Greatest hits album by Hank Williams Jr.
- Released: 1982
- Genre: Outlaw country; country;
- Length: 33:10
- Label: Elektra/Curb

Hank Williams Jr. chronology
| High Notes (1982) | Hank Williams Jr.'s Greatest Hits (1982) | Strong Stuff (1983) |

= Hank Williams Jr.'s Greatest Hits =

Hank Williams Jr.'s Greatest Hits is a compilation album by American musician Hank Williams Jr. The album features ten tracks, nine of which are singles originally released from the studio albums Family Tradition, Whiskey Bent and Hell Bound, Habits Old and New, Rowdy and The Pressure Is On. The only original single from the album was "The American Dream", which peaked at number 5 on the Billboard Hot Country Singles & Tracks chart.

The album was released by Elektra/Curb Records in 1982 and reached number 4 on the Billboard Top Country Albums chart in January 1983. The album has been Williams' most commercially successful album to date, having been certified 5× Multi-Platinum by the RIAA by 2003. It has sold 3,410,700 copies in the US as of April 2017 in the SoundScan era when sales figure started to be tracked in 1991.

Professional ratings
Review scores
| Source | Rating |
| Allmusic | Star |

==Track listing==
All tracks composed by Hank Williams Jr. except where indicated.

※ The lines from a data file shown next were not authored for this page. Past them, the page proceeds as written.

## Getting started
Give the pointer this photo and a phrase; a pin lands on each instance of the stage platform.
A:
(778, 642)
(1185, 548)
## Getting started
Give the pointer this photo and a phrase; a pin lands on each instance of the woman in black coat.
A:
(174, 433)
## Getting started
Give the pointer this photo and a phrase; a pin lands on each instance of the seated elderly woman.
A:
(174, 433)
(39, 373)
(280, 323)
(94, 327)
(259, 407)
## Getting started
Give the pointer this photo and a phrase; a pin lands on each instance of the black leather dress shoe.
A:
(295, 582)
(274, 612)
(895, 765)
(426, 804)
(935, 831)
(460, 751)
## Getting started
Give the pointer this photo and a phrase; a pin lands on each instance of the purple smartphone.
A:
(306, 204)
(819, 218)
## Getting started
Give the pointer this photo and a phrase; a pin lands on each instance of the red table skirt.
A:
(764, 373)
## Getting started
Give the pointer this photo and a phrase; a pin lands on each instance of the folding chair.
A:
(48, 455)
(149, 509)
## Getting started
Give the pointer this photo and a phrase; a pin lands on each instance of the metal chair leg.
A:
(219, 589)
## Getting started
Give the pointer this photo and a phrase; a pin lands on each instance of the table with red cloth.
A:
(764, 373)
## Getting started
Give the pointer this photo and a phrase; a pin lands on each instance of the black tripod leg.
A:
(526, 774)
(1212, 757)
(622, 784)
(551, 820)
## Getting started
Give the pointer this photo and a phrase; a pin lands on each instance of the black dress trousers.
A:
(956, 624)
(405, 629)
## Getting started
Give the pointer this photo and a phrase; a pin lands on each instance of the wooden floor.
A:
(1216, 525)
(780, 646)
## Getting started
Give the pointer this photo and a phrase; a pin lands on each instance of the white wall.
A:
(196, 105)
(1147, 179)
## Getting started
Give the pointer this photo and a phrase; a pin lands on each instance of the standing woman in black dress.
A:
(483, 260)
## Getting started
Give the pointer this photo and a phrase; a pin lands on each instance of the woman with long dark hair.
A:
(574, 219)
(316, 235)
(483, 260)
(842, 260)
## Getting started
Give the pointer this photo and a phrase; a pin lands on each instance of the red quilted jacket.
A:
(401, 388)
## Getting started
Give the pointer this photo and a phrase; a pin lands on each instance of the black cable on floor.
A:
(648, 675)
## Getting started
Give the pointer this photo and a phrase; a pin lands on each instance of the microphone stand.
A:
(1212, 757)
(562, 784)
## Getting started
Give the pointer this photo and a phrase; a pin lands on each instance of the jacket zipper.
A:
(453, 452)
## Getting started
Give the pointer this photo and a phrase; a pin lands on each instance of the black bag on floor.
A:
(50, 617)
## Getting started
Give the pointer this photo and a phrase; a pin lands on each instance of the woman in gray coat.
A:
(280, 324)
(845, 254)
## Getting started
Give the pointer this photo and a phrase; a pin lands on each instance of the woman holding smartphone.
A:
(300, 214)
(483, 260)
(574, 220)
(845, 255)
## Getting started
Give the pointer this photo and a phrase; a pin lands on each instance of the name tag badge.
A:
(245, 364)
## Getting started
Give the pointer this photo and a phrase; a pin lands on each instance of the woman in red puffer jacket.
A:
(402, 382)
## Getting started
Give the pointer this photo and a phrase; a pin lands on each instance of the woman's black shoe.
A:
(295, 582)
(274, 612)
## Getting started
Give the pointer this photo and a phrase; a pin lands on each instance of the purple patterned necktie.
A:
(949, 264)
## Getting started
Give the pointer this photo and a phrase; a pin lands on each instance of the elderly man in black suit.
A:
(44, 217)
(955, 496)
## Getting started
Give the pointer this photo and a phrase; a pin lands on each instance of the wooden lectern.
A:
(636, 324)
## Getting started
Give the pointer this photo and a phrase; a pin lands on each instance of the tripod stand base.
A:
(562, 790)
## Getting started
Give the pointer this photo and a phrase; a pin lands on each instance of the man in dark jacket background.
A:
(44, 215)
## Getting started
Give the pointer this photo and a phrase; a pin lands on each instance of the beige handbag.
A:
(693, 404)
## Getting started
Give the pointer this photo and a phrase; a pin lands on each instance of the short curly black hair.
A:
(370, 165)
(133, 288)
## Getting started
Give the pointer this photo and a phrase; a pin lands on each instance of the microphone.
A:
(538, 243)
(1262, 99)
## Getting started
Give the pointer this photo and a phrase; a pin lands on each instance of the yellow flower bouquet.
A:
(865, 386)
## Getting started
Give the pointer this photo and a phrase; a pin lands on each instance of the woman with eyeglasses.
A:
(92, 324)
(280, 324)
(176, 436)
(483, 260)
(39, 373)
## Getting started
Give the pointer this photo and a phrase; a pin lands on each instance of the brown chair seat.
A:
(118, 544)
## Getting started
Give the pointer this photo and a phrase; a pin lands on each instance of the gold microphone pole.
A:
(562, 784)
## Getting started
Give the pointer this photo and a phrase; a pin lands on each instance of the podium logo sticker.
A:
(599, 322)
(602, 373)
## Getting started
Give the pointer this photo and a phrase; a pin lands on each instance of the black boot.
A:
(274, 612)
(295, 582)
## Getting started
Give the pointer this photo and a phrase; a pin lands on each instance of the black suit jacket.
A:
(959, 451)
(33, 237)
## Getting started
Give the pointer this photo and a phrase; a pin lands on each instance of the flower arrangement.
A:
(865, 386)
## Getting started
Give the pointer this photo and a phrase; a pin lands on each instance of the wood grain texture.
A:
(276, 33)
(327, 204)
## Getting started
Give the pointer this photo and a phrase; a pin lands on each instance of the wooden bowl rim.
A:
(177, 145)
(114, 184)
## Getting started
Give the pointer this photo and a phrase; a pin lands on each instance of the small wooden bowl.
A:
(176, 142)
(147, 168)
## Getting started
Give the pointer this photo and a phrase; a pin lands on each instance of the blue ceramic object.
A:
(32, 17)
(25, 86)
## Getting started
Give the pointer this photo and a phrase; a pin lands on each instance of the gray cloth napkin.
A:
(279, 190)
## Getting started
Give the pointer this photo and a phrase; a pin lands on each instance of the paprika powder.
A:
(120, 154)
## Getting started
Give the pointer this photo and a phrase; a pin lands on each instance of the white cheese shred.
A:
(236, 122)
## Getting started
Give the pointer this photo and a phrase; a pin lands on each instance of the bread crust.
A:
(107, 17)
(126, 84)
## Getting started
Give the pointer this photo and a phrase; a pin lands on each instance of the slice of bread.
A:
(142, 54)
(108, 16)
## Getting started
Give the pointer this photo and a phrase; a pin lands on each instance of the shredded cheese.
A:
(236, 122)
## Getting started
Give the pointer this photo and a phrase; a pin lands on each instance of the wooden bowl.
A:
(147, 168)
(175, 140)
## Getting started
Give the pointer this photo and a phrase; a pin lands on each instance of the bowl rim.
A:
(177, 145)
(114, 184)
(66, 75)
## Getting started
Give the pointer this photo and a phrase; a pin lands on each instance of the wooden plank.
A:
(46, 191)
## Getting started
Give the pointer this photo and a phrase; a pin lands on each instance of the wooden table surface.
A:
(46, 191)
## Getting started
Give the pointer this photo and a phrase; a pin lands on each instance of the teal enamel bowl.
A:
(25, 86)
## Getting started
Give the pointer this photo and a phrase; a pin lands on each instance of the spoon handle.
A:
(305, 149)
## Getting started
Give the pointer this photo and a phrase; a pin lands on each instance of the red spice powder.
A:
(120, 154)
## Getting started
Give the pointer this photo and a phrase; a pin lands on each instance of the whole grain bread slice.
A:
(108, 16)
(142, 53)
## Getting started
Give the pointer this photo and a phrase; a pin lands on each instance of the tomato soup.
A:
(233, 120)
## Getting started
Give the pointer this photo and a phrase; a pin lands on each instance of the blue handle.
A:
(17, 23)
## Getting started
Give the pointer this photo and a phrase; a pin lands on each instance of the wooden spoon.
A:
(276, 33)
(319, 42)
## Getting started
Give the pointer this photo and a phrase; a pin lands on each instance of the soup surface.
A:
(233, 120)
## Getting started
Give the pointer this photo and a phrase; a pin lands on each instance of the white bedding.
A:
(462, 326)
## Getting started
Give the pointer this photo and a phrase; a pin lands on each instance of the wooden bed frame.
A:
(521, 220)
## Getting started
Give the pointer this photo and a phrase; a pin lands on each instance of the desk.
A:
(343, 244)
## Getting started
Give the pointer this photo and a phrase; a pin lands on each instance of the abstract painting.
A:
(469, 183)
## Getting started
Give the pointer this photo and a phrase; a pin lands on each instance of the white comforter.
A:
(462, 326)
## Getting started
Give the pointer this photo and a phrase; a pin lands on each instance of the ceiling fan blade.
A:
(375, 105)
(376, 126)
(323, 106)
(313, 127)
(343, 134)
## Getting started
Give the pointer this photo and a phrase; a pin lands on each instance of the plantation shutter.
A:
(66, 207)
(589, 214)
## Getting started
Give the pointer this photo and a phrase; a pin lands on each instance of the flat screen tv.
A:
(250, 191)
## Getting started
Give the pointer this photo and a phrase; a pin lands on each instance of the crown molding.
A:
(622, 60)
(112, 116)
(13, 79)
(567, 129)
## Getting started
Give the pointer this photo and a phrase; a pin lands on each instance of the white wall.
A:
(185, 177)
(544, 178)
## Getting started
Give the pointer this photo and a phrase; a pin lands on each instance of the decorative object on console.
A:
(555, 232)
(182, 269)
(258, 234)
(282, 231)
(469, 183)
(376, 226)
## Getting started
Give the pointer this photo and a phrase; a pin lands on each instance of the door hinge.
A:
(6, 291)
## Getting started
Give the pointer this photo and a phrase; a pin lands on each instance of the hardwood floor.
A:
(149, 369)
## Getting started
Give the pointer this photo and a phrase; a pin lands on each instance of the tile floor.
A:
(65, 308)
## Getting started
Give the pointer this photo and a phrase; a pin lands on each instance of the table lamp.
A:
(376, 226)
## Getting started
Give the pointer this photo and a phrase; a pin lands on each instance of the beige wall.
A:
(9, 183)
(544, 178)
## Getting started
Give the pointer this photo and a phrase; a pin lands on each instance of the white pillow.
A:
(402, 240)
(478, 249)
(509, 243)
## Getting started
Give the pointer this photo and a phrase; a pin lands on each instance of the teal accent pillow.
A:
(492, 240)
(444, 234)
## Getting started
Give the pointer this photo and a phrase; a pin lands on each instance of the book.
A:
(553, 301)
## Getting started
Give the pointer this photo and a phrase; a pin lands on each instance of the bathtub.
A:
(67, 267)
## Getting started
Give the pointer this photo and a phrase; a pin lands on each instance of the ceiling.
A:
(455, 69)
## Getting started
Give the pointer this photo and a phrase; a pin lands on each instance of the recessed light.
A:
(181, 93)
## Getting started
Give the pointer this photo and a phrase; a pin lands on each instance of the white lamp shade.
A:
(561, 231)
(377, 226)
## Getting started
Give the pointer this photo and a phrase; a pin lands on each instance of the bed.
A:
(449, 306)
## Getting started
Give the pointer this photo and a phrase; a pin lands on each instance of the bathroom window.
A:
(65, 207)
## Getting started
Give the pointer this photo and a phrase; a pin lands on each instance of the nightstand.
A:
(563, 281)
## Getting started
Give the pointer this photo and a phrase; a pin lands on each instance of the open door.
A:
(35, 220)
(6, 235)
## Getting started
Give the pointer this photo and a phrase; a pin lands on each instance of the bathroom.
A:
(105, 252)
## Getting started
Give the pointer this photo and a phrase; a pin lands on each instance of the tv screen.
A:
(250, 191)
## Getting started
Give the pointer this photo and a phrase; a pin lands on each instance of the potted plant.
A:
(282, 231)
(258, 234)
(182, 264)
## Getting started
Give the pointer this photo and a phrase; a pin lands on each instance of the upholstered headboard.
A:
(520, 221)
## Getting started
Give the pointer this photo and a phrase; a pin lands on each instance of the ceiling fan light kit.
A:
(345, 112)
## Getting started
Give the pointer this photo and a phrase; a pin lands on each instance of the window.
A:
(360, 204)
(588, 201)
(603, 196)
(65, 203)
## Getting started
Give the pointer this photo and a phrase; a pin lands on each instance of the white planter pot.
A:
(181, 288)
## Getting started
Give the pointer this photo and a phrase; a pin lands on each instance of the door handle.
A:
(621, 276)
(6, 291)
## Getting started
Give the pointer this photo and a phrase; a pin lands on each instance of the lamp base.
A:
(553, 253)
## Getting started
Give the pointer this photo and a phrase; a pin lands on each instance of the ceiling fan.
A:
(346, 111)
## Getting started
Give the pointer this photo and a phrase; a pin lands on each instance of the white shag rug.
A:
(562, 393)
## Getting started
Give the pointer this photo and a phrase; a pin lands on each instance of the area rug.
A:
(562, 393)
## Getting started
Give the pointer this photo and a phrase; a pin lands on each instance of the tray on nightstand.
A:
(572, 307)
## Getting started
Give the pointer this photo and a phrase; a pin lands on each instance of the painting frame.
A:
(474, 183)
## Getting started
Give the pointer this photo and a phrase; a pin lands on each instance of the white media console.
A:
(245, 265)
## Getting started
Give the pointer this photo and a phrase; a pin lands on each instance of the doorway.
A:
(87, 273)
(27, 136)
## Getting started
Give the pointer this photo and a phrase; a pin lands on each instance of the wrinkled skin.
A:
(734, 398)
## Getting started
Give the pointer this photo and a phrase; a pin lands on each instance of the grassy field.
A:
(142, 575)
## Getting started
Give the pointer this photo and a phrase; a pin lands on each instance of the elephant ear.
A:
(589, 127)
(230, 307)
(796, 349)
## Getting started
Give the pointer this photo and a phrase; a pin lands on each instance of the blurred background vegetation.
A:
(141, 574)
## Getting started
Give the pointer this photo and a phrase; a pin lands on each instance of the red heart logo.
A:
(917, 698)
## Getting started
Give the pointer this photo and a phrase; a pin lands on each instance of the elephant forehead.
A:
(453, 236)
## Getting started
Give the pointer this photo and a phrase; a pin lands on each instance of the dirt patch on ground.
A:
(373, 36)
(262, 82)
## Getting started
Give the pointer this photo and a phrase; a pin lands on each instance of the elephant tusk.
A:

| No. | Title | Writer(s) | Length |
|---|---|---|---|
| 1. | "Family Tradition" |  | 4:02 |
| 2. | "Whiskey Bent and Hell Bound" |  | 3:08 |
| 3. | "Women I've Never Had" |  | 2:51 |
| 4. | "Old Habits" |  | 3:02 |
| 5. | "Kaw-Liga" | Fred Rose, Hank Williams | 4:23 |
| 6. | "Dixie on My Mind" |  | 2:39 |
| 7. | "Texas Women" |  | 2:26 |
| 8. | "The American Dream" |  | 2:15 |
| 9. | "A Country Boy Can Survive" |  | 4:15 |
| 10. | "All My Rowdy Friends (Have Settled Down)" |  | 3:54 |

==Chart performance==

| Chart (1982) | Peak position |
|---|---|
| US Billboard 200 | 107 |
| US Top Country Albums (Billboard) | 4 |

==Certifications==

| Region | Certification | Certified units/sales |
| United States (RIAA) | 5× Platinum | 5,000,000^{^} |
^{^} Shipments figures based on certification alone.